Husband calls it organized Chaos LOL
Like he knows lol...I at least let him "think" he does hehe 



AmyKnits said:


> I agree.... being a "compulsive organizer", I tried several ways to store my circulars and ended up with the EXACT method you have found to be the best!
> Great minds think alike!


----------



## msusanc (Apr 5, 2011)

JennaO said:


> msusanc - I got the hollow ones & they are quite flexible. But w a length of only 10" the cord is quite short. Anyhow, I'm happy with them. As I said draggy, but nothing waxed paper can't help.


Thanks!


----------



## Kathleenangel (Dec 27, 2011)

I tried this idea on accident and it is great. Have used the CD holder but since I have all sizes they were poking out on top. I had a small coupon holder that has many slots and has the little tabs to put on them. Worked great!!! I then found the bigger one in JoAnns and it is even better. Both have the elastic to hold it closed. Easy, compact and have all sizes of circs from 1s to 17s, length 9" to 29" and they all fit.


----------



## Grannybear (Mar 29, 2011)

If you like to take your needles with you when travelling the dollar store sells CD cases PERfECT for holding any length circ and you can write the size and length with permanent marker on each sleeve. 6x6x1 case fits neatly into knitting bag for transport. Also for home the old Bulldog Clips clipped one on top of the other then hang on a hook on the wall. You then hang each needle through the loop made where they attach to each other. $$$ next to nothing.


----------



## Janafay (Mar 8, 2012)

Today I took the time to go thru my large plastic bag of circulars and separate them into categories. Whew! That took some time and I did an excel sheet on what I had in what sizes. I feel so pleased with myself, this is something that has been on my "to do" list for awhile now and seeing that you did yours gave me the energy to do mine. Thank You! Nothing like a little encouragement to get started on a long overdo project.


----------



## Jessica-Jean (Mar 14, 2011)

travelingal said:


> You're lucky to have so many! I bought an odd lot at a flea market once and now I have doubles. Wish I could swap them for sizes I don't have.


Post that idea in the Classifieds section on KP. You never know but what someone else has the sizes you don't and wants some of your duplicates! For the cost of postage, you could each fill in holes in your collectons!


----------



## Jessica-Jean (Mar 14, 2011)

Grannybear said:


> Also for home the old Bulldog Clips clipped one on top of the other then hang on a hook on the wall. You then hang each needle through the loop made where they attach to each other. $$$ next to nothing.

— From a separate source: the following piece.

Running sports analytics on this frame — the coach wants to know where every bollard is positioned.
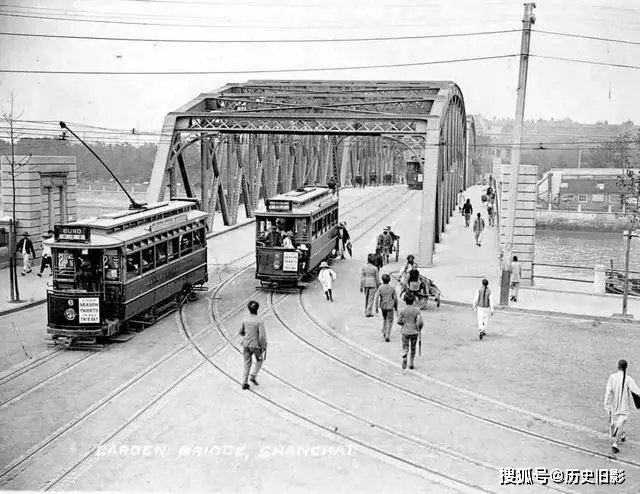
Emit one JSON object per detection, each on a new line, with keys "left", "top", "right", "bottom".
{"left": 593, "top": 264, "right": 606, "bottom": 294}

OMG! I have a ton of those clips! Thanks so much for the idea!!!!


----------



## cherylann4557 (Aug 11, 2012)

jumbleburt said:


> Great idea! As I collect more and more of them, they're kinda getting out of hand. This is a perfect solution - and cheap!


LLLOOOVVVVE this ideaa!!!!!!its gonna get done tomorrow after church as Iam a perfectionist and I need to get my new ones in a place of their own and this idea is it!!!!! 
Thank You so much !! :thumbup: :thumbup: :thumbup: :thumbup:


----------



## fabiana (Jul 20, 2011)

Are Bulldog Clips the same as potato chip bag clips?



Jessica-Jean said:


> Grannybear said:
> 
> 
> > Also for home the old Bulldog Clips clipped one on top of the other then hang on a hook on the wall. You then hang each needle through the loop made where they attach to each other. $$$ next to nothing.
> ...


----------



## Jessica-Jean (Mar 14, 2011)

Only if these are what you use on _your_ potato chip bags.


----------



## fabiana (Jul 20, 2011)

Jessica: Yes, that is exactly what my husband uses on potato chip bags!

I'm going to try this for my knitting circs. as well - what a great idea. And, right now with back to school sales, it's a good time to buy them. He's even found them at the 99 cent store.

I just love when KPers share their wonderful ideas! Thanks all.



Jessica-Jean said:


> Only if these are what you use on _your_ potato chip bags.


----------